09/18/2009 05:12 am ET Updated May 25, 2011

When Comedy Meets Workplace Diversity

Last week, as I was piecing together a diversity training presentation, I came across my "Two Wongs Don't Make a White" slide. This corny play on words was used as a t-shirt graphic by the clothing company Abercrombie & Fitch in the earlier part of this decade. Thank goodness those t-shirts didn't get much play and were dragged off of the market, along with Abercrombie's image as an equal opportunity employer. (The retailer has also faced failure to hire and promote discrimination lawsuits.) Although the retailer, today, is making an effort to redeem itself, I couldn't help but wonder what they were thinking when they exposed the market to those t-shirts. Have the lines of culturally insensitive jokes been so drastically moved that even a large retailer doesn't know the difference between wrong and right?

With the advent of diversity and multiculturalism, many of the invisible racial barriers in society are slowly fading away thanks, in part, to entertainment. With Justin Timberlake and Amy Winehouse producing some of the best R&B music, it's hard to have white radio stations and black radio stations. Reality television shows openly parade mixed race-couples, making them less of a taboo or head turner.

Comedians, especially, have been the greatest catalysts for making other cultures less mysterious by lifting the lid off of what were once private inside jokes. You have Rex Navarrette openly joking about Filipino time (that is, being 20 minutes late to everything). George Lopez pokes fun at his Latino brothers and sisters on HBO specials and his network television show. Larry the Cable Guy gives Northern urbanites comedic insight to redneck life.
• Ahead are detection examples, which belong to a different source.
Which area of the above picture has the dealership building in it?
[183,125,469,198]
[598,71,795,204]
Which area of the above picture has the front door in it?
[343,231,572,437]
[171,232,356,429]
What happens when people at work decide to re-tell a joke they heard from Navarrette, Lopez, or Larry? Is it okay to laugh at or make a joke about another race, culture, or religion? These were the questions underlying my reasons for not watching the Dave Chappelle show.

Now, I never started a mass boycott against the show, but I was vocal about why I didn't tune in. While I never judged anyone for watching the show, I just couldn't support a show that profusely overuses the "N" word on national television. I felt that his show, which was written by a multi-racial staff, could be used to defend the use of the "N" word. I knew that some would argue that the word had evolved to the point where it was no longer an offensive racial epithet to denigrate black people and could be used by anyone and everyone. I was not ready for that level of evolution.

Comedy is tricky. The same slurs, epithets, and offensive language that comics use to get laughs can create disrespect in the workplace, school and in other social settings. I'm sure that some snarky designer at Abercrombie & Fitch probably thought he or she was appealing to the public's sense of humor about Asians with the hideous "Wong" t-shirts. As Abercrombie reminds us, context matters. Material that works in a nightclub often falls flat in the office.